Opinion

EDITORIAL : America, the Mental Patient

In their text Abnormal Psychology, authors Richard Halgin and Susan Krauss Whitbourne characterize people with Paranoid Personality Disorder as showing “pervasive distrust and suspiciousness of others whose motives they interpret as malevolent.” Reflecting upon this statement and the recent state of international affairs, one wonders, does America suffer from Paranoid Personality Disorder?
Foremost for the paranoid patient is an “unjustified suspicion that others are exploiting, harming, or deceiving them.” Yes, the United States was assaulted by a terrorist organization in September of 2001. However, just as the rape victim may remain overly sensitive and unhealthily suspicious for too long after an attack, is America holding on too much to such an isolated incident in national history?
France and Germany receive the brunt of the next symptom: “preoccupation with unjustified doubts about others’ loyalty or trustworthiness.” The two European nations have been American allies for many years and at the first sign of dissent, Americans are willing to decry the French and Germans as treacherous as a common terrorist is. Some speak of severing all diplomatic ties with such “disloyal” nations.

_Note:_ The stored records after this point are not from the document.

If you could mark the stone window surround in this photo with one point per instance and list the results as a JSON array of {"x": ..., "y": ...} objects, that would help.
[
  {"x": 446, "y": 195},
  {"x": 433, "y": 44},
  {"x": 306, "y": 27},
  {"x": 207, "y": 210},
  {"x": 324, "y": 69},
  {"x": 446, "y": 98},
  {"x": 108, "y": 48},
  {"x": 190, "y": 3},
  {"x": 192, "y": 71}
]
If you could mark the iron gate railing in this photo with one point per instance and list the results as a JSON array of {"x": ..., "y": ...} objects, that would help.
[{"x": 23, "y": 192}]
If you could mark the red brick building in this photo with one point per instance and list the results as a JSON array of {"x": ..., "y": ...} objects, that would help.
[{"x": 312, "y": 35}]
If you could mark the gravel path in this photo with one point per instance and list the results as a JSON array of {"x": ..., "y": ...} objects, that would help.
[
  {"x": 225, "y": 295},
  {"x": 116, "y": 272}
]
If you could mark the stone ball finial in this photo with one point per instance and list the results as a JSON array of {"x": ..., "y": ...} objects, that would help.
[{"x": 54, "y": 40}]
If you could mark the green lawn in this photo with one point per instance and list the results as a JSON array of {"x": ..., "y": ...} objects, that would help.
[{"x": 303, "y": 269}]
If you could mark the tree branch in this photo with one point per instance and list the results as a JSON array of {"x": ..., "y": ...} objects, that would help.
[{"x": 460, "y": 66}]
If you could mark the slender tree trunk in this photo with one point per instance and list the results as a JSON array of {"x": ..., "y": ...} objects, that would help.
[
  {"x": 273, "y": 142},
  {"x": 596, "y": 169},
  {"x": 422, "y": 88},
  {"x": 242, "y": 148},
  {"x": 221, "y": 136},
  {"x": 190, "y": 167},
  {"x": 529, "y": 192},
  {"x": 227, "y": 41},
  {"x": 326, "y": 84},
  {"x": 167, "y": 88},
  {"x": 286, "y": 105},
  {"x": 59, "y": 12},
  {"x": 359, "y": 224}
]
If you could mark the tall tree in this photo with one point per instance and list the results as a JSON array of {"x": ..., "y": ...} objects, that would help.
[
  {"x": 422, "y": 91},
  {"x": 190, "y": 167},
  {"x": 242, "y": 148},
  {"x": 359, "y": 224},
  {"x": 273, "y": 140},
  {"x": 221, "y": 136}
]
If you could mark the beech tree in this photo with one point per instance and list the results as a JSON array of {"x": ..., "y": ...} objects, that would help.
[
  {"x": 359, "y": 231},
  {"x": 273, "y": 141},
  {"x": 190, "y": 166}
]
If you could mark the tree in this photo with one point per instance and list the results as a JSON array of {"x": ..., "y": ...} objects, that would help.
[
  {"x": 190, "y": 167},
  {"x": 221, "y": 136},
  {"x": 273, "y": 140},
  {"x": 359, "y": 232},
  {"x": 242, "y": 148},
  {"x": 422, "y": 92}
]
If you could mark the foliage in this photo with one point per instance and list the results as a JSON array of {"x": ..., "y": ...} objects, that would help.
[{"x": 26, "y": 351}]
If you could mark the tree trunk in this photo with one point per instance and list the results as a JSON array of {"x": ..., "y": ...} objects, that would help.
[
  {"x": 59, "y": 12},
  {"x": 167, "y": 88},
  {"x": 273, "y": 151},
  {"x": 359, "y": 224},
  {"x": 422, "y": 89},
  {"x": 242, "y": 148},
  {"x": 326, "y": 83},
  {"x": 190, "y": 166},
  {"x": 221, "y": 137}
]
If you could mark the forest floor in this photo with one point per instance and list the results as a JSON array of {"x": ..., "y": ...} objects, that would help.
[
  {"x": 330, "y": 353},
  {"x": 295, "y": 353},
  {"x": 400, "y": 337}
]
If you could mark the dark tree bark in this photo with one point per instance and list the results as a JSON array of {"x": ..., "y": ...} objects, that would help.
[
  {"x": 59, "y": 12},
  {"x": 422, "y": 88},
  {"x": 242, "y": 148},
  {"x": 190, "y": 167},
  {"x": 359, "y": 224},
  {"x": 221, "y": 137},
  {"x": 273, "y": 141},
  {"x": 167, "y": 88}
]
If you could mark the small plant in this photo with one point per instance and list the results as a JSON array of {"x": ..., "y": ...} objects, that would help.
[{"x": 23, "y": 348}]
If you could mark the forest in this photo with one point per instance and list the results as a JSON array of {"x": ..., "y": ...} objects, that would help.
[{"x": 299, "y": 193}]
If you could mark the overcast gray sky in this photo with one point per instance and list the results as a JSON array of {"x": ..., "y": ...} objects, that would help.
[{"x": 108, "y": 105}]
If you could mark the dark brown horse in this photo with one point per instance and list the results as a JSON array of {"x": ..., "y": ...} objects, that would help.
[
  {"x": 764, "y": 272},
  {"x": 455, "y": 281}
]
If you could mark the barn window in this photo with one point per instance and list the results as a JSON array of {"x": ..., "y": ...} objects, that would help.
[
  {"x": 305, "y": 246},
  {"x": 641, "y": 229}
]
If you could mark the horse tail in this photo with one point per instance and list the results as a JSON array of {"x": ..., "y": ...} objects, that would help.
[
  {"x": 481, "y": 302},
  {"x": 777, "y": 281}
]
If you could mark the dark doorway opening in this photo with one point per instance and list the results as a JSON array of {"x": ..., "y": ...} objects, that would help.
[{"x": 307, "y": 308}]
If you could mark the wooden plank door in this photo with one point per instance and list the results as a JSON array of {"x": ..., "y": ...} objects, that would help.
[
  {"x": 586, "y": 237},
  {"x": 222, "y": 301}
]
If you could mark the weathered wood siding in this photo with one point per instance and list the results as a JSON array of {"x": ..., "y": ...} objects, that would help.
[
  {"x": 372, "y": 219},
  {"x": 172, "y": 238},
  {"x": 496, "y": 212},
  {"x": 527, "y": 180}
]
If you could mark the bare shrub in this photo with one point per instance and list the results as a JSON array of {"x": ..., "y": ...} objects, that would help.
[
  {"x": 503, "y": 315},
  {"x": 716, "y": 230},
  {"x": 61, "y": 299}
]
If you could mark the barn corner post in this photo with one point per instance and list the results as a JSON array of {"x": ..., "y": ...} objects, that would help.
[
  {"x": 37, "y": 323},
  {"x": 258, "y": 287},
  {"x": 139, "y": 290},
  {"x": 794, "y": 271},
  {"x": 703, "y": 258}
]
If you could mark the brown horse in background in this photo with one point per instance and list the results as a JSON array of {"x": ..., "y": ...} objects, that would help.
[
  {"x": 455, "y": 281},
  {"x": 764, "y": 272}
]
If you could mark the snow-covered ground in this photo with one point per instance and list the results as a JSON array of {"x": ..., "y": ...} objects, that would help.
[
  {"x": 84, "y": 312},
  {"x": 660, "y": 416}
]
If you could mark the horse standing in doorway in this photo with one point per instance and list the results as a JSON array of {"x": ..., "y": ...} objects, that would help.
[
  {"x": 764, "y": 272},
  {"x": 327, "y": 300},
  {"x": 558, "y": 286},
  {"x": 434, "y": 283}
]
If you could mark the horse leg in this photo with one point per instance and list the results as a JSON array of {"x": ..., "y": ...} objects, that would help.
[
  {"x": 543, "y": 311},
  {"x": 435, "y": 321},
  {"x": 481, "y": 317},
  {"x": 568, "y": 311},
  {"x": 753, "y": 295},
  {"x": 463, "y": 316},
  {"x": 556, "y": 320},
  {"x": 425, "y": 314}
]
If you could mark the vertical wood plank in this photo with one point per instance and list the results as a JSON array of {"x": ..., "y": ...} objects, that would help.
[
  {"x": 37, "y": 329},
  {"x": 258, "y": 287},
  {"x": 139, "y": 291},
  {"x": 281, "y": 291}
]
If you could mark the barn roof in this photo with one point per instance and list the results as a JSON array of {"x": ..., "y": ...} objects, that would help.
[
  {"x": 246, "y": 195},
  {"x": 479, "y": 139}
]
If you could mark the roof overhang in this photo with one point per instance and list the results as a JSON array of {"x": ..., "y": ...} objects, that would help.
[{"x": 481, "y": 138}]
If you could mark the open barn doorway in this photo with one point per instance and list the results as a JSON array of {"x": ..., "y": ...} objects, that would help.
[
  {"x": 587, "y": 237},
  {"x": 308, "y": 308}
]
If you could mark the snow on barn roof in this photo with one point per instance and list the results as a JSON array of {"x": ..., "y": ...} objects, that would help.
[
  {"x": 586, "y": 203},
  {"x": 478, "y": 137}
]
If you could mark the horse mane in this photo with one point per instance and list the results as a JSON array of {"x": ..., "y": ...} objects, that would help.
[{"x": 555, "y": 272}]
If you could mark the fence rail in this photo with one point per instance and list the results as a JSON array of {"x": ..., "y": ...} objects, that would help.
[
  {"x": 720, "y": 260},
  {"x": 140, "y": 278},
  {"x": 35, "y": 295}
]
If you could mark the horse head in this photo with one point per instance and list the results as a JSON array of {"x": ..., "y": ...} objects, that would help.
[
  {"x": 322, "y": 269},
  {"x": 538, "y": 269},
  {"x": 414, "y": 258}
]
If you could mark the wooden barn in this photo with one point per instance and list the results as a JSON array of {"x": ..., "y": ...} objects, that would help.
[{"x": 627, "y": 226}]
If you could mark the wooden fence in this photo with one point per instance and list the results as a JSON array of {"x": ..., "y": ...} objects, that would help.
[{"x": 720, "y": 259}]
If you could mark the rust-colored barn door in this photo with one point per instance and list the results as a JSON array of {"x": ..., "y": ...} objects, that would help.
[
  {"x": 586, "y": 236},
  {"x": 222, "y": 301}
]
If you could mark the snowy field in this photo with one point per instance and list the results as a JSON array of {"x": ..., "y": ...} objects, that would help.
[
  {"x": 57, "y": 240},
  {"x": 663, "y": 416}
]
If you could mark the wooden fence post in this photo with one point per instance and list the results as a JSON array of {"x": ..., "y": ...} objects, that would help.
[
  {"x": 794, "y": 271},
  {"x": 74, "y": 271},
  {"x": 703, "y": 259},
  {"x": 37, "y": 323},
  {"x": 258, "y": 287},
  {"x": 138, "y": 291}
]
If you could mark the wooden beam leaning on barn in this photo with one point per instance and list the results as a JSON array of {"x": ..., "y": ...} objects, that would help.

If a solid link were proven between Iraq and the Al Qaeda network, then even the most vocal dissenters would have difficulty opposing action. But alas, our own government is to blame for the next warning sign: “reluctance to confide in others, for fear that the information will be used against them.” Intelligence officials refuse to provide hard evidence of a link or of the existence of WMD in Iraqi territory. Instead, the public is privy to vague speculations about criminal links and immoral activities.
How about a “tendency to bear grudges”? Well, how long has the U.S. been waiting to oust Saddam Hussein? Or a “perception of personal attacks that are not apparent to others, and tendency to respond with angry attacks”? Most of the Arab world characterizes the American armed forces as the “aggressor” in this conflict, in their “invasion” of Iraq. Iraqi threats to security are not perceived by some of the world.
Whether or not you’re convinced of the diagnosis, we’ll continue with the treatment. “Direct confrontation with the paranoid client usually backfires, because the client is likely to construe this as yet another attack.” Here, again, the French and Germans play a vital role. Upon the presentation of counterarguments to the U.S. position, Congress passed legislation to ban “French fries” and “French toast” from the Capitol lunchrooms-and replaced them with “Freedom fries” and “Freedom toast.” There’s another grudge forming.
The nature of terrorism makes it hard to eradicate militarily, as it is based on distrust and disinformation-as England found out at the cost of a lot of lives and money that the best way to deal with the IRA was to talk to them and win over their minds and hearts than to try to kill them all.
A theoretical therapist would try to convince America, the mental patient, “to handle situations without resorting to a defensive and vigilant stance,” and to talk out its problems with the individual or group it holds a grudge against. Maybe he would also advise America to revise the semi-paranoid color-coded warning system for homeland security, or to establish a sense of trust with antagonistic forces. Does America hold a sense of trust with the Arab world?